‘There’s a smell of urine and chocolate in ward 42,
behind bars for the next week or two.
The worst of them all are in this place,
night and day, whatever the case.
They are not allowed to wear clothes of their own,
They are dirty, smelly, a number not be known.
Freedom to them are a dream in their minds,
Forever weighed by their emotions they can never unwind.
They scream and they shout,
are guilty of rape and assault.
They swear and they steal,
they can kill and they deal,
O’ God, what a terrible pain for these people I feel.
One woman sit alone in a corner, she’s laughing,
another is shouting, looking for a fight,
Their eyes are piercing into my soul,
Lucky, they can’t find anything within me that’s whole.
I also carry scars of the past and a life.
What makes me different from them?
Maybe, something between the psyche and the brainstem?
I stood in the door looking for a way to settle the score,
they are in this hell hole of a place.
I can just walk out leaving them inside, to join the never ending race,
but somehow I look around and decided to stay.
There is something strange about this institution,
that keep you there and make you understand that nothing is an absolution.
They are paralysed by the medication they’re fed,
it’s supposed to keep them happy so the disease won’t spread,
To ensure that reality don’t step in at any time,
they are kept in an euphoria and are forced to mime.

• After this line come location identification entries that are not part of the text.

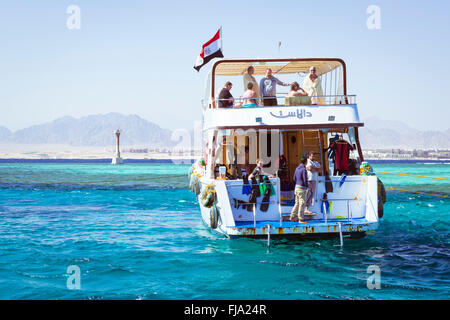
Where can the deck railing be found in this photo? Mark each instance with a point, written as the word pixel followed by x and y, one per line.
pixel 284 100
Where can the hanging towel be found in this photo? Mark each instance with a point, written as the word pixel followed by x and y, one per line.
pixel 342 180
pixel 246 188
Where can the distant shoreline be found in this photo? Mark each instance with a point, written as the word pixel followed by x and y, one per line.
pixel 181 161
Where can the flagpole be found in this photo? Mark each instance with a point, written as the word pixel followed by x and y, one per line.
pixel 221 36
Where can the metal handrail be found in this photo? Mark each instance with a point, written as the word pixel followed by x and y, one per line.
pixel 344 99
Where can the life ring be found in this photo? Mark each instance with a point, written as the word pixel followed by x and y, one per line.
pixel 208 196
pixel 381 198
pixel 214 216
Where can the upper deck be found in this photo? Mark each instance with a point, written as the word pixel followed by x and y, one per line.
pixel 333 108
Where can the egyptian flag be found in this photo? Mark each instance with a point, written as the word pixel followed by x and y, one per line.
pixel 211 49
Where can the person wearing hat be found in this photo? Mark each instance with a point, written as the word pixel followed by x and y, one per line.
pixel 313 86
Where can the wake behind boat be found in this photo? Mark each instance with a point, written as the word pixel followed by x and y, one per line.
pixel 324 122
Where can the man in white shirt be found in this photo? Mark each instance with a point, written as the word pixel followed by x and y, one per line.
pixel 313 168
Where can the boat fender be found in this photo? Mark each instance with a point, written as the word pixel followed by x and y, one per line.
pixel 214 216
pixel 197 186
pixel 381 198
pixel 208 201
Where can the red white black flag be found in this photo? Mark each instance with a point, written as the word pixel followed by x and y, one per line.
pixel 211 49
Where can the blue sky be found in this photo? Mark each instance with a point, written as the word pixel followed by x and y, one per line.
pixel 136 57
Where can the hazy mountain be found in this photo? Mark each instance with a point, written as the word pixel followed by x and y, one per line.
pixel 94 130
pixel 378 133
pixel 97 130
pixel 5 134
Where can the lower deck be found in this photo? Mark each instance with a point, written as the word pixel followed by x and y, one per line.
pixel 357 227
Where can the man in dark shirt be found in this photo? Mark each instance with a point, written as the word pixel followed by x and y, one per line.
pixel 226 100
pixel 258 171
pixel 301 189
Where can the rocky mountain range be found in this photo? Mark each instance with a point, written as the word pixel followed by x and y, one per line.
pixel 93 130
pixel 97 130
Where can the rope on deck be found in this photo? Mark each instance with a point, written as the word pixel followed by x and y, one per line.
pixel 411 175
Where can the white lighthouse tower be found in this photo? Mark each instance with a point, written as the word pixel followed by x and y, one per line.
pixel 117 159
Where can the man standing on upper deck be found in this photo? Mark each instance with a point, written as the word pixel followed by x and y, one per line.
pixel 268 88
pixel 313 86
pixel 248 77
pixel 226 99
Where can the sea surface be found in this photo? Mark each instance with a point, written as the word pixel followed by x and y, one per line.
pixel 134 232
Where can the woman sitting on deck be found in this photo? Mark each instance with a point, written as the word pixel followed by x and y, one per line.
pixel 294 90
pixel 296 97
pixel 250 97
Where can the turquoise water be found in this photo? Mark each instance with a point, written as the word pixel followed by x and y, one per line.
pixel 135 232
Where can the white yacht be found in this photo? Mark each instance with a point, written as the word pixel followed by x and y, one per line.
pixel 345 202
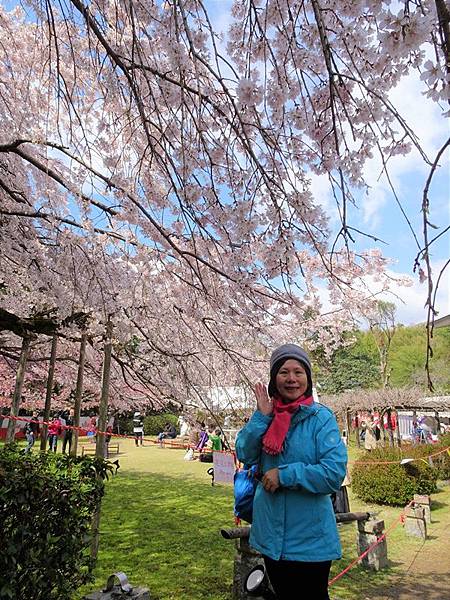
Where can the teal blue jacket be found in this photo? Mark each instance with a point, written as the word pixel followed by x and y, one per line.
pixel 297 522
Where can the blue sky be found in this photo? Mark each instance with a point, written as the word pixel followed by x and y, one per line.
pixel 379 213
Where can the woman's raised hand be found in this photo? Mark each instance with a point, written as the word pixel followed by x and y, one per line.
pixel 263 402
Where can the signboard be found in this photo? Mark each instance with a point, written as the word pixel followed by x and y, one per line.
pixel 224 467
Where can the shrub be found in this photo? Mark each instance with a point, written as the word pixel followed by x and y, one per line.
pixel 46 504
pixel 392 484
pixel 154 424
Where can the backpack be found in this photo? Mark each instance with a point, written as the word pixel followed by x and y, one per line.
pixel 245 482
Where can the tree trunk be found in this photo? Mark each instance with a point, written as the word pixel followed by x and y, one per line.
pixel 78 394
pixel 358 439
pixel 48 394
pixel 20 376
pixel 397 431
pixel 101 426
pixel 103 408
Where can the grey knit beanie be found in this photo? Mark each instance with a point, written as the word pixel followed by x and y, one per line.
pixel 281 355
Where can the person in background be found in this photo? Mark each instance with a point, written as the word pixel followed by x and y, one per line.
pixel 31 431
pixel 169 432
pixel 203 437
pixel 215 440
pixel 138 428
pixel 68 433
pixel 302 461
pixel 54 431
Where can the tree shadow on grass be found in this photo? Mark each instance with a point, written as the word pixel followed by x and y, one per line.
pixel 164 533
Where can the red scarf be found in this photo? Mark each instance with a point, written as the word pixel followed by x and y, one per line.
pixel 273 439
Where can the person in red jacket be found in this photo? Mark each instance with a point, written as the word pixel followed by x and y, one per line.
pixel 54 430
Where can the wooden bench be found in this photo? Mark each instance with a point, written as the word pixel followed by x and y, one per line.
pixel 91 449
pixel 173 443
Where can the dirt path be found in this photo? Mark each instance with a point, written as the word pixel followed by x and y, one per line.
pixel 425 576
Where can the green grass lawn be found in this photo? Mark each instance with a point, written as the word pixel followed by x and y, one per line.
pixel 161 521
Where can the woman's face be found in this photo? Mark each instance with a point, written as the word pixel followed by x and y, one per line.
pixel 291 380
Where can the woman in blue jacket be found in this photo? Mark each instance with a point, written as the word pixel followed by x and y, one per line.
pixel 302 460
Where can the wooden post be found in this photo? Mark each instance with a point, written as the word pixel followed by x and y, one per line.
pixel 48 393
pixel 78 393
pixel 348 422
pixel 17 396
pixel 101 426
pixel 397 430
pixel 103 408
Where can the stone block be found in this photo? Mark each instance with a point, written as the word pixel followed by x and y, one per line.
pixel 245 560
pixel 416 527
pixel 425 503
pixel 415 512
pixel 374 526
pixel 116 593
pixel 376 559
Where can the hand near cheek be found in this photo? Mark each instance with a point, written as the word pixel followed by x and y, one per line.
pixel 271 480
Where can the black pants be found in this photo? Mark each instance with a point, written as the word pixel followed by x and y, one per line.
pixel 294 580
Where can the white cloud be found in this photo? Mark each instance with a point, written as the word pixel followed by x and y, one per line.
pixel 424 117
pixel 409 300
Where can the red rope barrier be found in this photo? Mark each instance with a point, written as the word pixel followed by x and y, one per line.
pixel 108 433
pixel 372 546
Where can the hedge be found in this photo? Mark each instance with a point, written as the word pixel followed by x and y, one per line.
pixel 393 484
pixel 46 504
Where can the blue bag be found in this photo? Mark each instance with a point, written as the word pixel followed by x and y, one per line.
pixel 245 482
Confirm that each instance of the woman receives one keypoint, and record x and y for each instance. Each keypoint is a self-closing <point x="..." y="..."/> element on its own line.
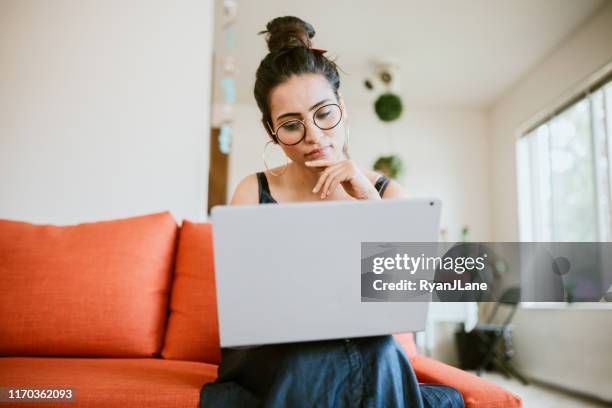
<point x="296" y="89"/>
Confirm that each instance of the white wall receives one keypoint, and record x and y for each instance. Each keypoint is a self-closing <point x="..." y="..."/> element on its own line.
<point x="104" y="108"/>
<point x="567" y="348"/>
<point x="583" y="53"/>
<point x="445" y="151"/>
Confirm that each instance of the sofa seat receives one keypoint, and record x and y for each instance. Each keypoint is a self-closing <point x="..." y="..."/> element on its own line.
<point x="106" y="382"/>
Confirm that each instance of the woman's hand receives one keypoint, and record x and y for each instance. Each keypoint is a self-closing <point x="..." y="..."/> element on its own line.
<point x="343" y="172"/>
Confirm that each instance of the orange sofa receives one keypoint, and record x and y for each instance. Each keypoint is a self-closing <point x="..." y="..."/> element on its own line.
<point x="124" y="313"/>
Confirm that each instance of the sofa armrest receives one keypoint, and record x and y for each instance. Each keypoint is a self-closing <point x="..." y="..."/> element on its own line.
<point x="477" y="393"/>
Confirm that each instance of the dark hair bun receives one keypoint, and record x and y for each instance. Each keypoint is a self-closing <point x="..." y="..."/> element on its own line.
<point x="288" y="32"/>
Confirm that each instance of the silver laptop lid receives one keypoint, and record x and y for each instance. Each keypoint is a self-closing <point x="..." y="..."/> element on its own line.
<point x="291" y="272"/>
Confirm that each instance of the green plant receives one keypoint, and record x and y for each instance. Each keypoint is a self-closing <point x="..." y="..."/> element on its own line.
<point x="391" y="166"/>
<point x="388" y="107"/>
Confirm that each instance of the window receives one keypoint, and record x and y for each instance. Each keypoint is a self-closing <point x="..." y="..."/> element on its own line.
<point x="564" y="172"/>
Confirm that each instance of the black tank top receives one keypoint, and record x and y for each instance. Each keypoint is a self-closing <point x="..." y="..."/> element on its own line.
<point x="265" y="197"/>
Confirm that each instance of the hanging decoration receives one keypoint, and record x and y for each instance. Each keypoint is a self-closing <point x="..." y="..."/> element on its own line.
<point x="388" y="108"/>
<point x="228" y="80"/>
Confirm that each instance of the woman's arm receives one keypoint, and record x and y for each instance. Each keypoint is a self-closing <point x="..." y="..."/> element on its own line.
<point x="247" y="191"/>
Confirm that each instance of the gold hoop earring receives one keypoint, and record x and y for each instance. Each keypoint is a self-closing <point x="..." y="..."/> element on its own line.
<point x="346" y="142"/>
<point x="266" y="163"/>
<point x="348" y="134"/>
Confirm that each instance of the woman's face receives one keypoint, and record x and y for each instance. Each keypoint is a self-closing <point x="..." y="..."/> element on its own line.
<point x="299" y="98"/>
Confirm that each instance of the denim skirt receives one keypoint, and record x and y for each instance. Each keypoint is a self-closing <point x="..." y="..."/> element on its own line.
<point x="358" y="372"/>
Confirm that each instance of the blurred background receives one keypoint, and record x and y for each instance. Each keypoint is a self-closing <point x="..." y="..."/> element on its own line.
<point x="502" y="109"/>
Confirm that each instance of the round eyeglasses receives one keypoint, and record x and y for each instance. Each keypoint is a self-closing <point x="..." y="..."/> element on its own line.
<point x="293" y="131"/>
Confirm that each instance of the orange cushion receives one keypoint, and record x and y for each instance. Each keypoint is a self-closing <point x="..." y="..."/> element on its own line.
<point x="477" y="393"/>
<point x="93" y="289"/>
<point x="107" y="382"/>
<point x="193" y="332"/>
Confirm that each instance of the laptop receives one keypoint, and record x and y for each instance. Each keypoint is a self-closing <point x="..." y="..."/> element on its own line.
<point x="292" y="272"/>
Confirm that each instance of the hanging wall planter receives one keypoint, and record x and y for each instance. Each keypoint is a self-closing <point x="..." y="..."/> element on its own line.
<point x="388" y="107"/>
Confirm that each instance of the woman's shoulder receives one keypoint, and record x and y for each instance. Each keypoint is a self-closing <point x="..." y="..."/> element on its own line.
<point x="372" y="175"/>
<point x="247" y="191"/>
<point x="393" y="188"/>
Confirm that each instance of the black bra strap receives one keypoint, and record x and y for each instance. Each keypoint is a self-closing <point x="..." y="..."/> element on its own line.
<point x="265" y="196"/>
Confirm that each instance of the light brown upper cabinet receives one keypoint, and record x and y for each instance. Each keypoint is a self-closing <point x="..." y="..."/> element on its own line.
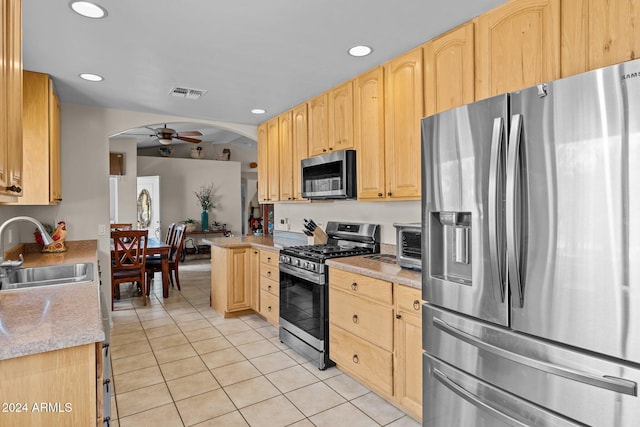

What is normal in a prison like this,
if the conditions they live in are prolonging their pain.
They all wanted to be miraculously healed,
where there is chocolate and their safety outside sealed.
I smell urine and chocolate in ward 42.
What am I suppose to do?
Their fate and future is not in my hand.
Their destiny and sanity is like chocolate on a candy stand.
Today you can buy and eat it before it melts in your hand,
tomorrow you can see the consequence written in drift sand.
I feel a tremendous loneliness for those in ward 42,
‘cause at the end of the day there is nothing you can do.
Somehow they in flicked it onto themselves.
All cut up in halves like apricots waiting to be shelved.
But who will dare to say they have to stay this way,
if all they ever wanted were the warm sun of a bright new day.